Wow, you excavated an ocean to cover a puddle. how this: "something which follows rules, with no independent thinking or homunculus" can be easier to prove and reason than the initial rules?
For example, what is simpler to reason out: does a chess move violate chess rules, or, there exist a method to construct an electomechanical device, that will Correctly determine whether this chess move is legal?
The reason I brought up a machine explain something as being mechanical is to clarify that it doesn't require intuition.
We can make machines that count. A trivial example: pebbles in a bucket. Neither the pebbles nor the bucket need intelligence to act as (have a correspondence with) a counter.
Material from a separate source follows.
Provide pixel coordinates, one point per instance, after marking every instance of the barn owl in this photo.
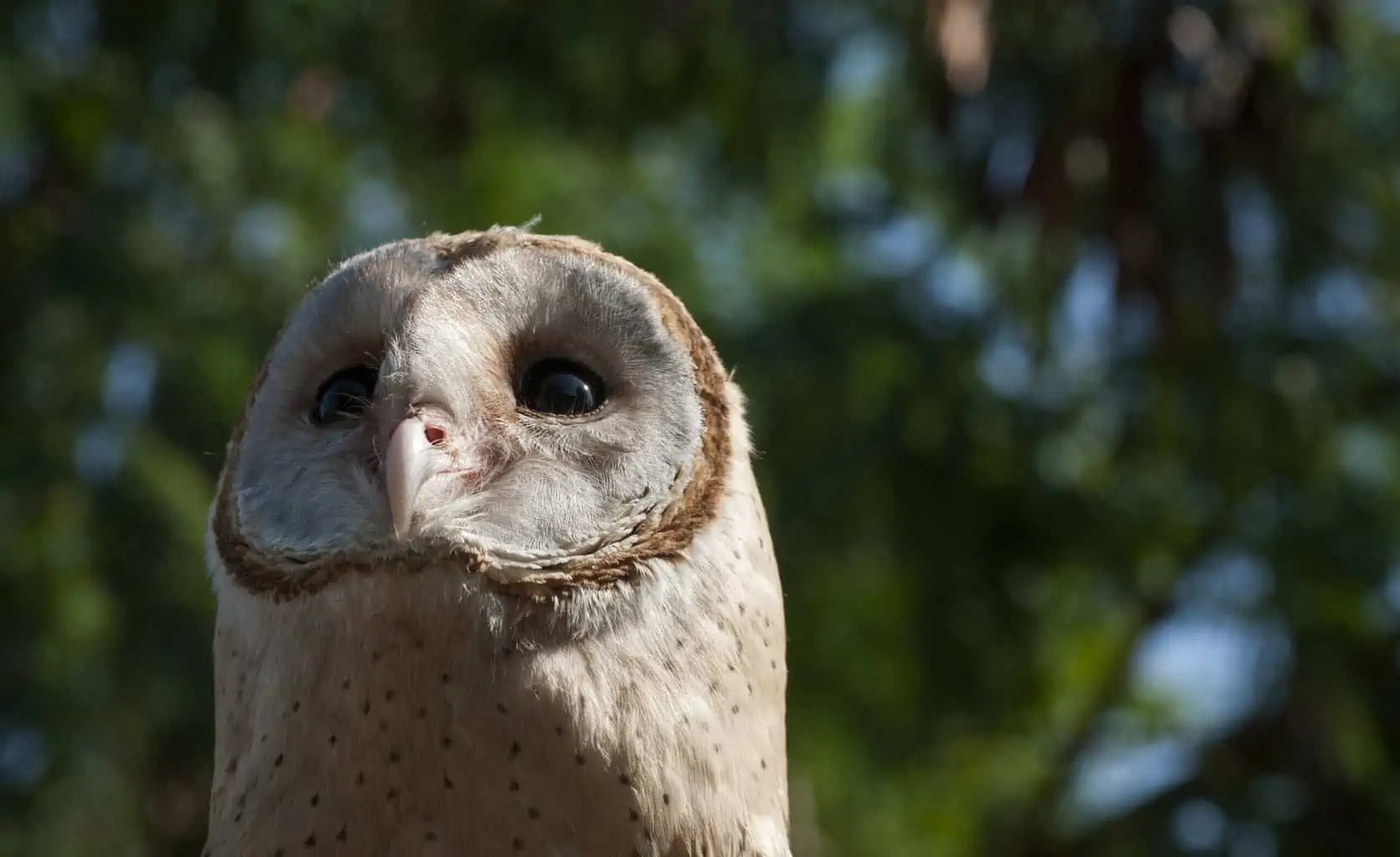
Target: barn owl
(492, 572)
Completely agree about the machines. Many mathematical results become more rigorous as a result of "can be done on this kind of machine" type of proofs. However, if the goal is getting rid of intuition, machines don't help! Because no matter what the machine (bucket of pebbles or a Buchholz hydra), it takes a lot of intuition to prove, that particular machine correctly enforces intended rules. Usually more intuition, than the original problem.
Without having proof for the machine itself that machine is declared axiomatic. It is a valid way to go about things of course, but I would hesitate calling it "not requiring intuition".
For example, what is simpler to reason out: does a chess move violate chess rules, or, there exist a method to construct an electomechanical device, that will Correctly determine whether this chess move is legal?